From: Fred Griffoul <fgriffo@amazon.co.uk>
Replace kvm_host_map usage with persistent gfn_to_pfn_cache for L1 APIC
virtualization pages (APIC access, virtual APIC, and posted interrupt
descriptor pages) to improve performance with unmanaged guest memory.
The conversion involves several key changes:
- Page loading in nested_get_vmcs12_pages(): load vmcs02 fields with
pfncache PFNs after each cache has been checked and possibly activated
or refreshed, during OUTSIDE_GUEST_MODE vCPU mode.
- Invalidation window handling: since nested_get_vmcs12_pages() runs in
OUTSIDE_GUEST_MODE, there's a window where caches can be invalidated
by MMU notifications before entering IN_GUEST_MODE. implement
is_nested_state_invalid() callback to monitor cache validity between
OUTSIDE_GUEST_MODE and IN_GUEST_MODE transitions. This triggers
KVM_REQ_GET_NESTED_STATE_PAGES when needed.

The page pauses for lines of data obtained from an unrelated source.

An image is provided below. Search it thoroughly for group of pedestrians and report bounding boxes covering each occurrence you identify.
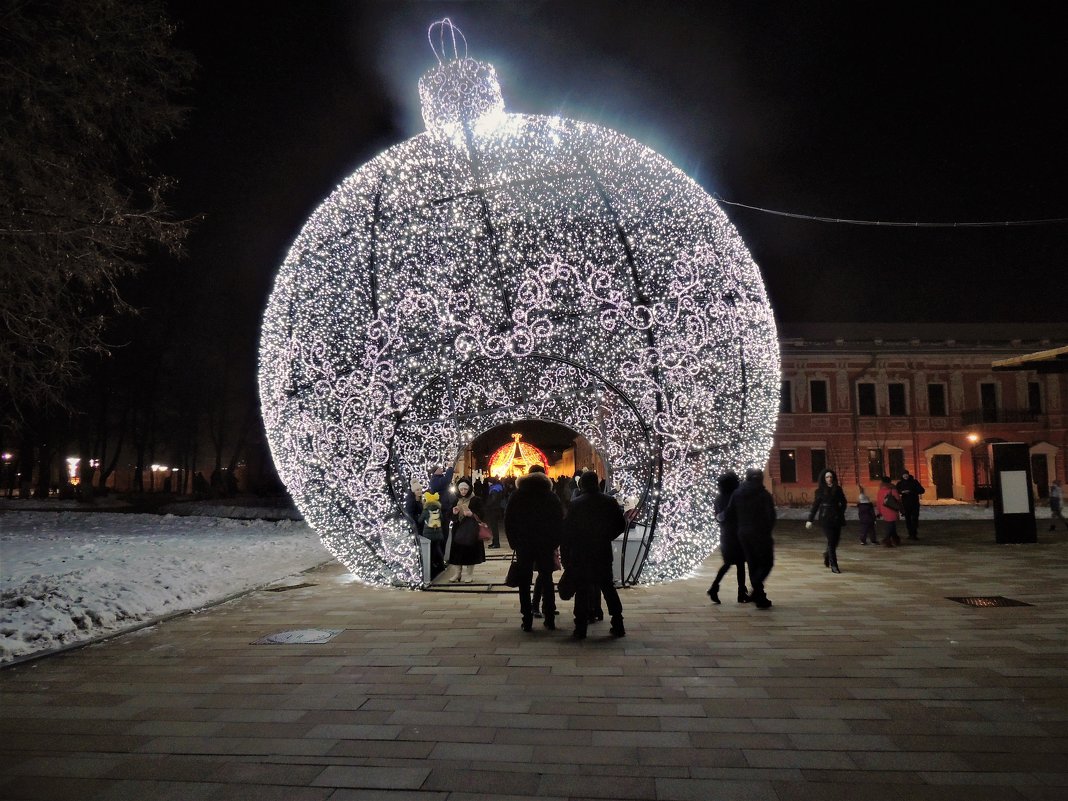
[504,465,626,639]
[412,458,1064,633]
[709,468,776,609]
[802,469,926,575]
[708,466,933,605]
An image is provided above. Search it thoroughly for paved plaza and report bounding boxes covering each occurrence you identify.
[2,519,1067,801]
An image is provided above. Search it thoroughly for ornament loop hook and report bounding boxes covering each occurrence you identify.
[428,17,468,65]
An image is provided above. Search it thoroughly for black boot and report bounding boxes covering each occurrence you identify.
[521,615,533,632]
[707,584,721,604]
[737,588,750,603]
[609,615,625,637]
[823,551,830,568]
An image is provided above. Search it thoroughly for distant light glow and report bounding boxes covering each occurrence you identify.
[488,433,549,478]
[259,20,780,588]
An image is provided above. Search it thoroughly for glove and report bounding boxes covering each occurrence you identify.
[805,521,813,530]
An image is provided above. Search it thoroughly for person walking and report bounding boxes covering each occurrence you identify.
[482,479,506,548]
[896,471,926,539]
[719,468,776,609]
[561,470,627,639]
[448,479,485,582]
[504,465,564,632]
[806,469,848,573]
[707,470,749,604]
[1050,480,1066,532]
[877,476,903,547]
[856,489,877,545]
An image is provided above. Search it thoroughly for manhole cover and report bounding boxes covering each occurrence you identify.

- Cache access in event callbacks: the virtual APIC and posted interrupt
descriptor pages are accessed by KVM in has_events() and
check_events() nested_ops callbacks. These use the kernel HVA following
the pfncache pattern of check/refresh, with both callbacks able to sleep
if cache refresh is required.
This eliminates expensive memremap/memunmap cycles for each L2 VM
entry/exit, providing substantial performance improvements when using
unmanaged memory such as guest_memfd or memory passed with mem= kernel
parameter.
The persistent caching approach maintains correctness through proper
invalidation detection while avoiding the overhead of repeated mapping
operations.
Signed-off-by: Fred Griffoul <fgriffo@amazon.co.uk>
---
arch/x86/kvm/vmx/nested.c | 169 +++++++++++++++++++++++++++++---------
arch/x86/kvm/vmx/vmx.h | 8 +-
include/linux/kvm_host.h | 5 ++
3 files changed, 139 insertions(+), 43 deletions(-)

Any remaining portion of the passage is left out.